Mon père n’était pas de mon avis : « Tu es Un BARI. Un Bon à Rien Institutionnalisé. Tu n’auras jamais ton permis.  ». J’étais venu le voir alors qu’il bêchait la terre dans son luxurieux potager, une jungle fruitière qu’il entretient avec presque autant d’amour que son taxi. Pliant ma fierté en quatre pour le glisser dans la poche arrière de mon pantalon, j’étais venu lui demandé de me donner des cours de conduite histoire d’apporter au combat de ma vie son immense expertise. Sa réponse fut à la hauteur de l’humiliation que ce chauffeur de taxi a toujours ressenti d’avoir mis au monde le seul Bondynois de 30 ans incapable de faire un créneau :« Ton grand frère avait 15 ans quand il m’a demandé de lui donner des cours, ta petite sœur allait sur ses 19 quand elle m’a supplié à genoux de l’amener sur le parking, certainement parce que je lui faisais la tête depuis deux ans. Toi,  tu viens, sapé comme un milord, avec ton col roulé de bourgeois, me demander, à 30 ans passé de t’apprendre à conduire ! Mais t’es un vieillard désormais! Tu n’as aucun respect pour la route qui t’as nourri. Tu tiens de ta mère et de toute sa famille de piétons (Piéton : insulte suprême pour un taxi) ! »
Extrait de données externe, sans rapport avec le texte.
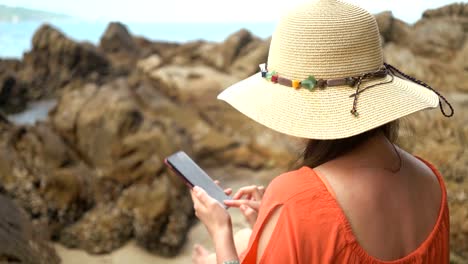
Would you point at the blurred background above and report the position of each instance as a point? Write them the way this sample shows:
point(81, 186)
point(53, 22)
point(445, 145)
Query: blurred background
point(94, 94)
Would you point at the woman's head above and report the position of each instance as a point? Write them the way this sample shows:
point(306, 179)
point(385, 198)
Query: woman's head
point(326, 80)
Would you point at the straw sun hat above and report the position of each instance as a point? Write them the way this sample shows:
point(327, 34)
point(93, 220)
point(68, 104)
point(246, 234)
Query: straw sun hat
point(325, 77)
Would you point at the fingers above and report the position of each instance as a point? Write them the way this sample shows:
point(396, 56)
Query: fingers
point(250, 192)
point(249, 214)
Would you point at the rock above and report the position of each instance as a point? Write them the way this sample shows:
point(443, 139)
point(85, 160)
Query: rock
point(150, 63)
point(385, 23)
point(161, 214)
point(439, 38)
point(254, 54)
point(19, 241)
point(102, 229)
point(451, 10)
point(187, 82)
point(116, 38)
point(233, 45)
point(222, 56)
point(13, 93)
point(440, 75)
point(125, 139)
point(55, 60)
point(43, 176)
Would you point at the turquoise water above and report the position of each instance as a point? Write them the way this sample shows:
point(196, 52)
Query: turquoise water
point(15, 38)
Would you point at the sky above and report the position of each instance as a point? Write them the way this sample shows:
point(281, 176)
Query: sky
point(208, 10)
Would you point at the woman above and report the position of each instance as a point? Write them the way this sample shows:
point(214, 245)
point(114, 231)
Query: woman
point(358, 198)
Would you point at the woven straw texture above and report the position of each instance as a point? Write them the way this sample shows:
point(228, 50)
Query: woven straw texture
point(327, 39)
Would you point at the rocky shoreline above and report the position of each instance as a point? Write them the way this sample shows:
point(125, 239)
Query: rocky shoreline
point(91, 176)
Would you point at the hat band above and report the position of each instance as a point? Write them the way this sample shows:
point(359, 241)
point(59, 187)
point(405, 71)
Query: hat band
point(355, 81)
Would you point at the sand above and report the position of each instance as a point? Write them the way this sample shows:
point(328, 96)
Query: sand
point(132, 253)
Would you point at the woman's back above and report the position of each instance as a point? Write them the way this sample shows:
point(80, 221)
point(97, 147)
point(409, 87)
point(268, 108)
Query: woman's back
point(354, 209)
point(392, 201)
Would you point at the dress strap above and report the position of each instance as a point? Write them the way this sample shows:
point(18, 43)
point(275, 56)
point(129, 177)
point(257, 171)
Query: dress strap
point(326, 183)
Maman et le permis : mission impossible. Cette femme n’écoute personne, Père s’en ait vite rendu compte quand il a essayé deux ans après l’avoir épousée de lui apprendre à conduire. A cette époque, les années 1980, les femmes maghrébines débarquées du bled qui tenaient un volant étaient encore rares en France, mais Père avait été assez moderne pour jeter aux orties ce genre d’archaïsme. Modernité qui ne s’est jamais  appliqué à ses enfants, éduqués à l’aide de méthodes du moyen-âge et de Mary Poppins, le surnom que papa donnait à son ceinturon préféré.

Maman n’écoute personne, ni dans une voiture, ni ailleurs. Comme toutes les Kabyles elle a un problème avec l’autorité masculine. Résultat : une fille avocate, mes sœurs qui vont au cinéma jusqu’à 18h30, et un permis obtenu au bout de la huitième fois.

Quand mon père dit que je tiens de ma mère, c’est en référence aux 22.000 francs, une fortune pour l’époque, qu’il a dépensés pour que la madré puisse me déposer à l’école, devant tous mes amis de la cité qui, pour saluer ses dons de pilote, l’avaient rebaptisée Starcky et Hutch. Pour le malheur de mon adolescence, la première daronne de la cité à avoir le permis.

Mais il y a pire. Si l’en en crois  papa, je suis génétiquement programmé – du côté de ma mère – a foiré le permis ad vitam eternam. Pas seulement parce que sa femme est une tête de mule mais surtout parce que dans l’arbre généalogique de môman pendent quelques irréductibles « pédestres». Le plus célèbre d’entre eux : le cousin Omar.

Il est à la page 137 du livre Guinness des records : il  a raté 11 fois son permis. Pas une de moins. Pourtant en Algérie, on ne peut pas rater son permis. On vous le donne. Des fois, il suffit juste de mettre la ceinture et vous l’avez, parce que l’examinateur considère que le diesel c’est pas parce qu’on le produit que c’est gratuit. Reste le cas du cousin Omar. On galvaude souvent dans le langage courant cette expression : danger sur la route. Si vous n’avez pas vu mon cousin conduire, vous ne savez pas ce que c’est la guerre. Il ne voit pas les mêmes choses que nous quand il est dans une caisse, il croit qu’un mur peut s’ouvrir en deux ou qu’une vache qui traverse le chemin s’envole dans le ciel si on klaxonne gentiment. Omar derrière un volant, c’est installer un piranha aux commandes d’un sous-marin ! Tout le monde sait dans la région que quand il aura son permis le génocide des chèvres pourra commencer. «Le bucheron »  comme on l’appelle encore, dû à tous les oliviers qu’il a abattu durant sa formation.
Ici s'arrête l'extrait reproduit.